Communication, transparency, and management responsiveness emerge as major differentiators between positive and negative experiences. Several families commend social workers, admissions, and particular administrators for clear, helpful communication, transition planning, and discharge/home transition support. In contrast, many others describe unreturned phone calls, unresponsive administration, poor handling of room transfers and death notifications, and staff who snatch or control family phones. There are allegations of dishonesty regarding pay and management behavior, a toxic workplace culture, and that leadership has failed to address chronic staffing, cleanliness, and safety issues.
A particularly serious set of allegations involve abuse, theft, and unethical behavior. Multiple reviewers report missing money, stolen wallets, staff rummaging through residents’ belongings, and personal items discarded. Several reviewers assert verbal or physical mistreatment (an aide slapping a resident, nurses being verbally abusive), and some state they believe profit motives drive the facility’s decisions. These allegations, combined with the sanitation and medication management concerns, prompted repeated calls from reviewers for state inspections, investigations, or even closure.
Notably, many reviewers emphasize variability: the experience appears to depend heavily on which unit, shift (weekend vs. weekday; night vs. day), or staff members are on duty. Several accounts contrast a “wonderful” activities department, excellent therapy teams, and clean renovated rooms with reports of a filthy fourth floor, sleeping nurses, and wards where supplies are missing. This inconsistent standard suggests systemic management and staffing problems rather than uniform care quality.
Given the breadth of praise and the severity of the complaints, the overall picture is mixed but cautionary. Strengths center on a highly-regarded activities program, committed individual caregivers and therapy teams, some clean and renovated spaces, and successful short-term rehab outcomes for many patients.
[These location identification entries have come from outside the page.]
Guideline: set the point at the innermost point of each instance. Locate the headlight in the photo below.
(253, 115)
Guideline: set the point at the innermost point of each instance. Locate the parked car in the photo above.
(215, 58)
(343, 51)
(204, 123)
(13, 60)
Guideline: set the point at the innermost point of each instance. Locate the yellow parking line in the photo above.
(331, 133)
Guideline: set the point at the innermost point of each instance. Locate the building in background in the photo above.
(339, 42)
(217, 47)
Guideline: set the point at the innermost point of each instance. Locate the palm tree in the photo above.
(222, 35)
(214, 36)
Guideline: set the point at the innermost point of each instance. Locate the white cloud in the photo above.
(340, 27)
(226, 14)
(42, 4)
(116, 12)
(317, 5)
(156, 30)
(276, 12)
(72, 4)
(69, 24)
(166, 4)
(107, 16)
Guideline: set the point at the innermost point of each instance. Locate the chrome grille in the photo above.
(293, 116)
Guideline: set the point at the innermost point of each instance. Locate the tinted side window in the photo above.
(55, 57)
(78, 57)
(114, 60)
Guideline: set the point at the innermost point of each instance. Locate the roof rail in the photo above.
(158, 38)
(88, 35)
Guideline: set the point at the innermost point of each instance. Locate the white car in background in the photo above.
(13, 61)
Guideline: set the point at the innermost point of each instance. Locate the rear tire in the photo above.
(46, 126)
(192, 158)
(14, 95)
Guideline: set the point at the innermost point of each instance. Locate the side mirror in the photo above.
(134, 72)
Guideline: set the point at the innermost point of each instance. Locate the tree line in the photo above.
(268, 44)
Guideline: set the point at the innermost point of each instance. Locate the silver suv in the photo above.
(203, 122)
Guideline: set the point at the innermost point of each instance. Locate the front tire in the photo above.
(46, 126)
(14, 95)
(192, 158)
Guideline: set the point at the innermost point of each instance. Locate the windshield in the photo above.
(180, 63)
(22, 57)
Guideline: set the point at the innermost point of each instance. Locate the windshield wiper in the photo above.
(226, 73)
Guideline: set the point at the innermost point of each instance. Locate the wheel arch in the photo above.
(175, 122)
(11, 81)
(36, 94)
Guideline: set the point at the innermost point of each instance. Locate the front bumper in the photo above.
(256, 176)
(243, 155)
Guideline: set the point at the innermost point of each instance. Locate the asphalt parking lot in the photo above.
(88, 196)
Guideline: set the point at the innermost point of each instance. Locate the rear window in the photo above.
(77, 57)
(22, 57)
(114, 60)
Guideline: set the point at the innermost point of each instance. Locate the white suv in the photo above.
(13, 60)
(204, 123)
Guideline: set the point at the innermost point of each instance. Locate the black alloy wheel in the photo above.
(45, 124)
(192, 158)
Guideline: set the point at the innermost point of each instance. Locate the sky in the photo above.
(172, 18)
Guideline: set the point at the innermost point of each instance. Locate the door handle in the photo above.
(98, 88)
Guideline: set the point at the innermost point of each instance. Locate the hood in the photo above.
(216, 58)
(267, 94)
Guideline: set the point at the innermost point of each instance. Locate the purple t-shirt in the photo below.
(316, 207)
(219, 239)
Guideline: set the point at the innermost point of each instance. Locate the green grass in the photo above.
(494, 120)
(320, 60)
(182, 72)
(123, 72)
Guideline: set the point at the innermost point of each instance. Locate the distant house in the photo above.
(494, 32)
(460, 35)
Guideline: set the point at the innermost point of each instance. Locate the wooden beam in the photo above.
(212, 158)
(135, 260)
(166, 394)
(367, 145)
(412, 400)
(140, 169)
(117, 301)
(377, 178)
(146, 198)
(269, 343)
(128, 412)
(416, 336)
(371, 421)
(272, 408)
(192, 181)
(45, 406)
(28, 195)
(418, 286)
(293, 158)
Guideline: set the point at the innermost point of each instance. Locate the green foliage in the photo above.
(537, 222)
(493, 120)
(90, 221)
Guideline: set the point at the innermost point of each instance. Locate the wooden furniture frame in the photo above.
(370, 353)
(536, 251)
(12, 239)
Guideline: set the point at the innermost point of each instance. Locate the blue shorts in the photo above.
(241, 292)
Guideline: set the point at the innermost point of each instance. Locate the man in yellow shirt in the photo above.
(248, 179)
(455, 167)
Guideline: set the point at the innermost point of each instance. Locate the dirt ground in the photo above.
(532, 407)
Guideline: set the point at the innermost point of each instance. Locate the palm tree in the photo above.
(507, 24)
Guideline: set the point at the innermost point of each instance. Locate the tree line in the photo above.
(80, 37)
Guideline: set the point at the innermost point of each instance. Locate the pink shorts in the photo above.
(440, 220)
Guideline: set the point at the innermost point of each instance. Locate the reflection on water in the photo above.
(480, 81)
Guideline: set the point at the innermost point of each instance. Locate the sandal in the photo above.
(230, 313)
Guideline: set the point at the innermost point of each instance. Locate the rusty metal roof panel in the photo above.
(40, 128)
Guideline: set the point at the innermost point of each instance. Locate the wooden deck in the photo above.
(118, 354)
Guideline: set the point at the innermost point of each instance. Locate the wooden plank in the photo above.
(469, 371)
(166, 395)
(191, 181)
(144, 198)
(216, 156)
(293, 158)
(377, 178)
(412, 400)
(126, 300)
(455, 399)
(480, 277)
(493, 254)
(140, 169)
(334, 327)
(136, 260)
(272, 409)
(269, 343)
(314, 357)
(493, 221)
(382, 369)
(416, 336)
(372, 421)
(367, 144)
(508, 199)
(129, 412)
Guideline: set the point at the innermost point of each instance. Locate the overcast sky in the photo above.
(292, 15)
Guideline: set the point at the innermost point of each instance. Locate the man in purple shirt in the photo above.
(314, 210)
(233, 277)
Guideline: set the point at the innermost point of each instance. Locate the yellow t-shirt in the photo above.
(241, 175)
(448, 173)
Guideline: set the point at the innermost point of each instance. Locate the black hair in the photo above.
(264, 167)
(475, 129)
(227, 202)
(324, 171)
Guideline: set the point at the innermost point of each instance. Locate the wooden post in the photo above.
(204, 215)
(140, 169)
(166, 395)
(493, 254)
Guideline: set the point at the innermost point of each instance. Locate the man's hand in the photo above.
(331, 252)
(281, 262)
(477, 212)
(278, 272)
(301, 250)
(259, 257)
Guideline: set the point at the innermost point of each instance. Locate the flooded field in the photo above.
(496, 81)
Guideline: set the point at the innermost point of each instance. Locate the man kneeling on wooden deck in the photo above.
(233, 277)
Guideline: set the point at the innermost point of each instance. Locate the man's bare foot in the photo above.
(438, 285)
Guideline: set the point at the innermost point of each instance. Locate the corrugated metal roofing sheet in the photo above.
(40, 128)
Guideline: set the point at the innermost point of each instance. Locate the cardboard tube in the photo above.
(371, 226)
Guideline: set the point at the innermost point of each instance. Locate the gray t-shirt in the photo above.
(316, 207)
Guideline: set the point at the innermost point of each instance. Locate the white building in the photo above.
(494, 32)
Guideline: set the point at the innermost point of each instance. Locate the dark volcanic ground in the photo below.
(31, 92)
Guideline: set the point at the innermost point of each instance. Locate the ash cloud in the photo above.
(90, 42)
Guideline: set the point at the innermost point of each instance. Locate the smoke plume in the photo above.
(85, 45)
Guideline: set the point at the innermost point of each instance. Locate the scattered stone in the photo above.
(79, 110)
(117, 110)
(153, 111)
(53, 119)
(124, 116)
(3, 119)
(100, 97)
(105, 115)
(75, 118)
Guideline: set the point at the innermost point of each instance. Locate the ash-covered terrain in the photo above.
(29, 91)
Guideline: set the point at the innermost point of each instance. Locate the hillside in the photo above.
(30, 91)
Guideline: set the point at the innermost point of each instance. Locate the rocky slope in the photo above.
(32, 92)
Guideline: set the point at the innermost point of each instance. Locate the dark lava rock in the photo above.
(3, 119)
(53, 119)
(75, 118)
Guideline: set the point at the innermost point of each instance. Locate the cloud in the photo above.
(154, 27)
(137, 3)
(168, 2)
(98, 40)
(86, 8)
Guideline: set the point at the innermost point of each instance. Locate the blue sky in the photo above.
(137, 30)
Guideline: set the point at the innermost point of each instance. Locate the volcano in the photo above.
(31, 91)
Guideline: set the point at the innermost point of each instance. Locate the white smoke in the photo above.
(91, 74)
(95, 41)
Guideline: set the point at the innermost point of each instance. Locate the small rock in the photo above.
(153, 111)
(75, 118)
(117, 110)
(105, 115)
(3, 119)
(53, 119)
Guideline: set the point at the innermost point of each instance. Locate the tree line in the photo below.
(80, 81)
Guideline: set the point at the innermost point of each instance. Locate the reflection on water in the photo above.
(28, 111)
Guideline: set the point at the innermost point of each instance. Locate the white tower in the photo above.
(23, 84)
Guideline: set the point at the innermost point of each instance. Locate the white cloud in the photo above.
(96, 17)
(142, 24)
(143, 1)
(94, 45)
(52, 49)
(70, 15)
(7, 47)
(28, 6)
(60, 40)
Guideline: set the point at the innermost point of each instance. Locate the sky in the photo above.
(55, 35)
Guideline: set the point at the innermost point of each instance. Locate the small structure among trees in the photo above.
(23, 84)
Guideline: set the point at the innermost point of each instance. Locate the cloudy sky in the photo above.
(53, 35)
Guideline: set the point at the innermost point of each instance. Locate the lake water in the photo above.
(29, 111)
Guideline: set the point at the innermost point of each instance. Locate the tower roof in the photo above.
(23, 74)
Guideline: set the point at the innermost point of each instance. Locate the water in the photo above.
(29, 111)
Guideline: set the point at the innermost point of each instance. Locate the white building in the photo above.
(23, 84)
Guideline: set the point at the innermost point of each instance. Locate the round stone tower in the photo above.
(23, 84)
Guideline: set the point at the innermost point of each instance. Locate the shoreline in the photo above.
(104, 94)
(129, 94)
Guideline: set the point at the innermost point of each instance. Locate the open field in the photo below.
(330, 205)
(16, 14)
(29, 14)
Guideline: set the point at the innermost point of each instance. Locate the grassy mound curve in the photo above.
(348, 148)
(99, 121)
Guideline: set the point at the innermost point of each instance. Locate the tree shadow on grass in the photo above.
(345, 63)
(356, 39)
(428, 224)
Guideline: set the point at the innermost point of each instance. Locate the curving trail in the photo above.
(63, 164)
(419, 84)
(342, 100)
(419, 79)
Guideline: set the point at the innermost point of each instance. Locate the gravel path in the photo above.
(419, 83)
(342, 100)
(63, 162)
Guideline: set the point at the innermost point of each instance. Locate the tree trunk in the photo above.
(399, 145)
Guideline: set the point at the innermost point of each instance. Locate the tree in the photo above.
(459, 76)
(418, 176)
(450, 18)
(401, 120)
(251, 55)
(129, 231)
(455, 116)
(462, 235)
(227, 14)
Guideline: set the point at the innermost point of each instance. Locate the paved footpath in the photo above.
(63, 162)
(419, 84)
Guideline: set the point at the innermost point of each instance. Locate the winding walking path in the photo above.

Weaknesses are substantial and include persistent reports of understaffing, neglect, cleanliness and infestation problems, medication and nutritional failures, safety incidents, theft, poor management responsiveness, and troubling allegations about inappropriate use of psychotropics and end-of-life decision-making. Prospective residents and families should assume experience may vary substantially by unit and time of day, and should do focused due diligence: visit at multiple times (including evenings and weekends), ask for current staffing ratios and recent inspection/deficiency reports, inquire about infection-control practices and pest control records, review meal schedules and menus, verify policies for medication handling and incident reporting, and get direct contact names for administrators and social work. If concerns from these reviews (infestation, theft, missed meds, abuse, or neglect) are suspected in a current placement, families should document incidents, take photos, and contact state long-term care ombudsman and health licensing authorities promptly.